From Kalman to Particle Filtering for solving Signal Processing Problems with Neural Networks

September 4, 2002, 8:30-9:20

Many nonlinear signal processing problems are best solved by sequential algorithms. The inherent sequential arrival of data and possible nonstationarities in the underlying process necessitate this. The simple, and well known, approach to sequential learning and inference is to cast the problem in a state space formulation and apply the Extended Kalman Filter (EKF). This works by local linearisations of the state space equations and consequently approximating the induced probability densities by Gaussian distributions. Several enhancements to the basic EKF approach exist including the framework to handle multiple models, iterative refinements of the local approximations about the operating point and a technique known as the Unscented Kalman Filter (UKF).
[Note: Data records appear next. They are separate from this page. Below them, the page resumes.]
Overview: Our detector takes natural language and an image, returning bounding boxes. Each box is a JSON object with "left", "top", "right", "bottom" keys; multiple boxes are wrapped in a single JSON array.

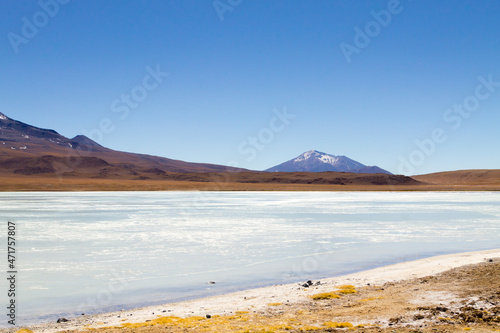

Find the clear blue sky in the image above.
[{"left": 0, "top": 0, "right": 500, "bottom": 174}]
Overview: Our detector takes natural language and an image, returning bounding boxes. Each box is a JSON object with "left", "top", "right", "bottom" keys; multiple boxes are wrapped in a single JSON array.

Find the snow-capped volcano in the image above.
[{"left": 265, "top": 150, "right": 391, "bottom": 174}]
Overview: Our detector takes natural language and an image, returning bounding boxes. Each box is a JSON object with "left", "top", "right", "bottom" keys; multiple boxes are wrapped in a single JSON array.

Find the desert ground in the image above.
[
  {"left": 9, "top": 249, "right": 500, "bottom": 333},
  {"left": 0, "top": 170, "right": 500, "bottom": 192}
]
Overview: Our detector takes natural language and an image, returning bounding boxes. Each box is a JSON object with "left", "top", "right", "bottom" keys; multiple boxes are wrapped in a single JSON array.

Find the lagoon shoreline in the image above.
[{"left": 7, "top": 249, "right": 500, "bottom": 333}]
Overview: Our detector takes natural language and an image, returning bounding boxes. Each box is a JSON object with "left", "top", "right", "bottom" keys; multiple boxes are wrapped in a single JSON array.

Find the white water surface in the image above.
[{"left": 0, "top": 192, "right": 500, "bottom": 327}]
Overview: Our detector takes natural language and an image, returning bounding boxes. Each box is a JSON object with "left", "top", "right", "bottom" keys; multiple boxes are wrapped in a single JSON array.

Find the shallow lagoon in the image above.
[{"left": 0, "top": 192, "right": 500, "bottom": 327}]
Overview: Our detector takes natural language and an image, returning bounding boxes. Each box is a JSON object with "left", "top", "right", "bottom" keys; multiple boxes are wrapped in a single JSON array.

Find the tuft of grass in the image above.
[
  {"left": 309, "top": 291, "right": 340, "bottom": 300},
  {"left": 336, "top": 284, "right": 356, "bottom": 295}
]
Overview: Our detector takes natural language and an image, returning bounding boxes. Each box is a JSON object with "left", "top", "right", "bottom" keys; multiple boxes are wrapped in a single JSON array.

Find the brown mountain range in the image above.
[
  {"left": 0, "top": 113, "right": 500, "bottom": 191},
  {"left": 0, "top": 113, "right": 244, "bottom": 178}
]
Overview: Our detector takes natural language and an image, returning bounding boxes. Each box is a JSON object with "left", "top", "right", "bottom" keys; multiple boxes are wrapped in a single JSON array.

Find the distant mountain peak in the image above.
[{"left": 265, "top": 149, "right": 390, "bottom": 174}]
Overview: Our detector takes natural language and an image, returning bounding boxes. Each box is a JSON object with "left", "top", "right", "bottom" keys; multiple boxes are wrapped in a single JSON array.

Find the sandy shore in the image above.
[{"left": 4, "top": 249, "right": 500, "bottom": 332}]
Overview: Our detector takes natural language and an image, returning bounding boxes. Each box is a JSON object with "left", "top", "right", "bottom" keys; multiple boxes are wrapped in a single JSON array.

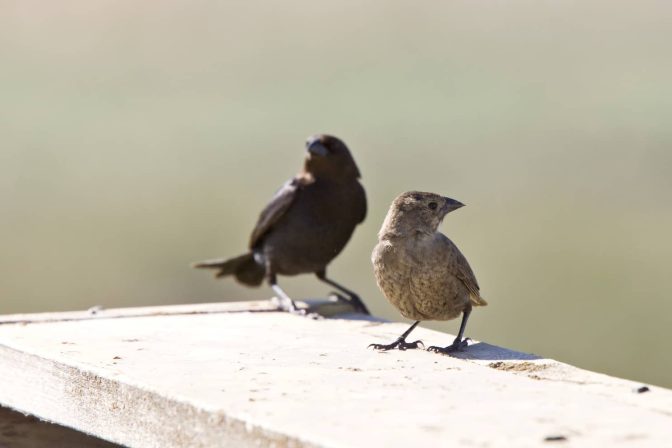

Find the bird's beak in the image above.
[
  {"left": 443, "top": 197, "right": 464, "bottom": 213},
  {"left": 306, "top": 137, "right": 329, "bottom": 157}
]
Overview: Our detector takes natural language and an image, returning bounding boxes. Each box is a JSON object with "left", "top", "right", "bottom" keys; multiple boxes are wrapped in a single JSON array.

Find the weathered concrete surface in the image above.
[
  {"left": 0, "top": 304, "right": 672, "bottom": 448},
  {"left": 0, "top": 407, "right": 120, "bottom": 448}
]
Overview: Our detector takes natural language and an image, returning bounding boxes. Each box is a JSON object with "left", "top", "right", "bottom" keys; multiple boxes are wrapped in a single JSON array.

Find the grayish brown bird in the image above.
[
  {"left": 194, "top": 134, "right": 369, "bottom": 314},
  {"left": 370, "top": 191, "right": 487, "bottom": 353}
]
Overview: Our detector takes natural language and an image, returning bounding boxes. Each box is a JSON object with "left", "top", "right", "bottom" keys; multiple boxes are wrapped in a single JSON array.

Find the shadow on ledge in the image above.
[
  {"left": 0, "top": 407, "right": 121, "bottom": 448},
  {"left": 451, "top": 342, "right": 544, "bottom": 361}
]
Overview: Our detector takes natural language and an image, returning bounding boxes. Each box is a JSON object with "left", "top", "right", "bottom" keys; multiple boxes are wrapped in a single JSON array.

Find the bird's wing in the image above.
[
  {"left": 446, "top": 238, "right": 488, "bottom": 306},
  {"left": 355, "top": 181, "right": 366, "bottom": 224},
  {"left": 250, "top": 176, "right": 309, "bottom": 249}
]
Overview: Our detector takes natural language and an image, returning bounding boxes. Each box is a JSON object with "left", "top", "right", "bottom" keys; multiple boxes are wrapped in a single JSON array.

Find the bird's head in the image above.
[
  {"left": 380, "top": 191, "right": 464, "bottom": 237},
  {"left": 304, "top": 134, "right": 360, "bottom": 179}
]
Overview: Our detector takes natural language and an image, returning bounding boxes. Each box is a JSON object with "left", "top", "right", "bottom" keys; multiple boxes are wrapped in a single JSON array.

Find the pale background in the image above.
[{"left": 0, "top": 0, "right": 672, "bottom": 386}]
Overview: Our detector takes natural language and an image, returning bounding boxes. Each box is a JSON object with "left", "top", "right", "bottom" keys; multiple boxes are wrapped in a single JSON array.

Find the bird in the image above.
[
  {"left": 193, "top": 134, "right": 370, "bottom": 314},
  {"left": 369, "top": 191, "right": 488, "bottom": 354}
]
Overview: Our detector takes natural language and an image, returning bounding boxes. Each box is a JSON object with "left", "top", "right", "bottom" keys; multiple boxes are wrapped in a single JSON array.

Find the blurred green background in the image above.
[{"left": 0, "top": 0, "right": 672, "bottom": 386}]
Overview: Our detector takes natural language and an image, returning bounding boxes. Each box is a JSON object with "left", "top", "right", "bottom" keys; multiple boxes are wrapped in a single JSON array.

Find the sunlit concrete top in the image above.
[{"left": 0, "top": 302, "right": 672, "bottom": 448}]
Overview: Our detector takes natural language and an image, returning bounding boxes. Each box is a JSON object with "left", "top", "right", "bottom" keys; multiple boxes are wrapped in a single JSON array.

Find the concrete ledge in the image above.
[{"left": 0, "top": 302, "right": 672, "bottom": 448}]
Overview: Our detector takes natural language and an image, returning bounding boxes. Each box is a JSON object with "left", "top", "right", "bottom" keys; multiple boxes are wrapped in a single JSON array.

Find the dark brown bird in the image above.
[
  {"left": 194, "top": 135, "right": 369, "bottom": 314},
  {"left": 370, "top": 191, "right": 487, "bottom": 353}
]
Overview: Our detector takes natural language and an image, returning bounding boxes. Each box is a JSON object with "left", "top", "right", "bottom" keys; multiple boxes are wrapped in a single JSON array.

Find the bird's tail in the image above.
[
  {"left": 469, "top": 294, "right": 488, "bottom": 306},
  {"left": 192, "top": 252, "right": 266, "bottom": 286}
]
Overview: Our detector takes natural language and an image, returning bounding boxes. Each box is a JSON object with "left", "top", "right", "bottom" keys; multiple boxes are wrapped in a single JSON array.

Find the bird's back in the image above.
[
  {"left": 372, "top": 232, "right": 480, "bottom": 320},
  {"left": 261, "top": 179, "right": 366, "bottom": 275}
]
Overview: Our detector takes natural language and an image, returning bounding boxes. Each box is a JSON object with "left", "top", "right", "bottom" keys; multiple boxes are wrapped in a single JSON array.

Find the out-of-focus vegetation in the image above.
[{"left": 0, "top": 0, "right": 672, "bottom": 386}]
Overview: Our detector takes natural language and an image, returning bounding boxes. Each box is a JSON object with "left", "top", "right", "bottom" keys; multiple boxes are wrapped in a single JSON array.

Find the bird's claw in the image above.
[
  {"left": 367, "top": 340, "right": 425, "bottom": 351},
  {"left": 427, "top": 338, "right": 471, "bottom": 355}
]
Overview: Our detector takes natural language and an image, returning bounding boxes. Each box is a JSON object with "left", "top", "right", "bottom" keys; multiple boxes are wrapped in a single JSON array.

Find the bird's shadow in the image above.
[
  {"left": 313, "top": 300, "right": 544, "bottom": 361},
  {"left": 450, "top": 342, "right": 544, "bottom": 361}
]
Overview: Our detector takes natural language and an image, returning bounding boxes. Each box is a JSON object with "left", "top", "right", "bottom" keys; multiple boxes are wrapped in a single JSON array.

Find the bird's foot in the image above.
[
  {"left": 273, "top": 297, "right": 324, "bottom": 320},
  {"left": 367, "top": 338, "right": 425, "bottom": 351},
  {"left": 427, "top": 338, "right": 471, "bottom": 355}
]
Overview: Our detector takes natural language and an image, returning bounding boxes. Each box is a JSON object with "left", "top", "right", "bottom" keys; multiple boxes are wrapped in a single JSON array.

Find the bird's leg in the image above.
[
  {"left": 427, "top": 305, "right": 471, "bottom": 354},
  {"left": 368, "top": 320, "right": 424, "bottom": 350},
  {"left": 315, "top": 270, "right": 371, "bottom": 315},
  {"left": 268, "top": 274, "right": 321, "bottom": 319}
]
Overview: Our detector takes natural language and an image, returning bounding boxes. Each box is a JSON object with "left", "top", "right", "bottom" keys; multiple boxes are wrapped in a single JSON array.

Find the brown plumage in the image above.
[
  {"left": 194, "top": 134, "right": 368, "bottom": 314},
  {"left": 371, "top": 191, "right": 487, "bottom": 353}
]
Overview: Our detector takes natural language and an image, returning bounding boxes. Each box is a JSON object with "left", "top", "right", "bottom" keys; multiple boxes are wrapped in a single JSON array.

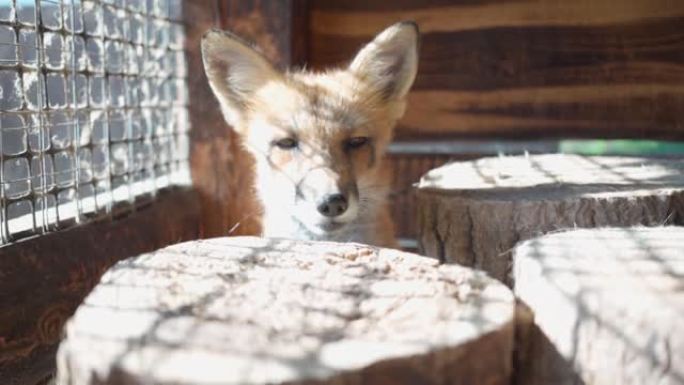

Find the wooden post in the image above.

Other, more sophisticated nonparametric, ways of representing the modelling uncertainties via sampling methods fall under the class of algorithms known as Particle Filters. These are more suitable for problems where linear approximations often fail, inducing multi-modal probability densities of the underlying uncertainties. Hence they are better approaches in models such as Neural Networks which are used as function approximators in problems containing high nonlinearities. This talk will partly be of a tutorial nature, reviewing and motivating recent developments in sequential modelling with nonlinear models. I will also illustrate my recent work on two interesting applications: A data-driven approach to modelling air-pollution and tracking rapidly changing resonances in speech signals.